太ももの筋肉痛で音を上げる。昨日、石黒・海ネコ登山隊の御誘いを受け、ほか二名とともに、景信山登山。いつも高尾山つながりの小仏ほかを登っていたが、これは初体験。眼を疑うようなバスの長蛇の列を高尾駅前で体験し、小仏へ。いつも小仏城山から降りてくる道を上って、途中、登山道へ切れ込んで行く。石黒隊長は御年80ウン歳というのに、歴戦の強者で、健脚。隊のなかで、どうみても一番ポンコツの私を気づかって下さり、休み休み登ったが、みんなにも迷惑をかけてしまう。しかし、紅葉の深まる秋の山は気持ちよかった。山頂から富士山もきれいに見えた。ここまでは何とかついて行ったが、次のピークの堂所山、明王峠から相模湖までの下りが続く、長いルートに、完全に削られてしまった。約5時間、歩数は2万歩を超え、途中、足元がかなり危なかった。
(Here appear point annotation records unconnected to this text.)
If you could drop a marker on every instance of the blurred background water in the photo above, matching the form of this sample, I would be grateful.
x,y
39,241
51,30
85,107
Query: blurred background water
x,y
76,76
グラリとくれば、真っ逆さま。ほかの隊員は、みんな平気な顔でサクサク下りて行ったが、私はドテドテのヨタヨタ。しかし、身体の中の悪い成分が、汗で出尽くしたようであった。
高尾で打上げというみなさんと別れ、荻窪「六次元」へ。二年ぶりとなる、貸切りの「新阿佐ヶ谷会」である。青柳いづみこ川本三郎両顧問ほか、フランス文学からラテン・アメリカ文学まで、大学で教える著名外国文学者、その担当編集者たちが顔を揃える。高級な雑談で、ワイン、ビールが次々と空いて行く。ここでも(こんな場にこんな私がいていいのか)ポンコツの我だが、じつに楽しかった。貴重な話がたくさん出来た。山と文学のダブルヘッダー
「六次元」へ行く前、ガタガタになった足を休めに、荻窪の銭湯「藤乃湯」へ。ジェットバスで、身体をほぐす。休憩室で、大相撲千秋楽の、高安が土俵で転がるところまで牛乳を飲みながら見る(藤乃湯はビールを置いてない)。高景勝の優勝が決まった瞬間であった。ほかのお客さんとワイワイ言いながら銭湯で大相撲。これ、いいもんだなあ。ビールがあるとなおよかった。
次のサンデー用の本を、ポンコツにむち打って、ガシガシ読んでいる。

来年早々、「中川フォーク・ジャンボリー」が決定しました。朴保さんをゲストにお迎えします。詳細は、国立ビブリオ店主のブログを御覧下さい。さっそく、予約が入り始めているようです。http://d.hatena.ne.jp/banka-an/20181123

『花嫁と仮髪―大阪圭吉単行本未収録作品集 1 ―』が書肆盛林堂から発売されています。店主小野くんが執念を燃やしている、大阪圭吉のコレクションの一端が集まった。一種のモダン小説としても読めそうです。エッセイもあり。充実した内容になっております。カバーイラストもいいですね。部数が少ないので、あっというまに在庫切れになると思われます。ご注文は盛林堂サイトまで。東京古書会館2Fの情報コーナーでは11月30日から「喜国雅彦の個展」が始まる。そうか、喜国さんも今年還暦か。花の1958年古本者たちが、いっせいに今年、還暦を迎える。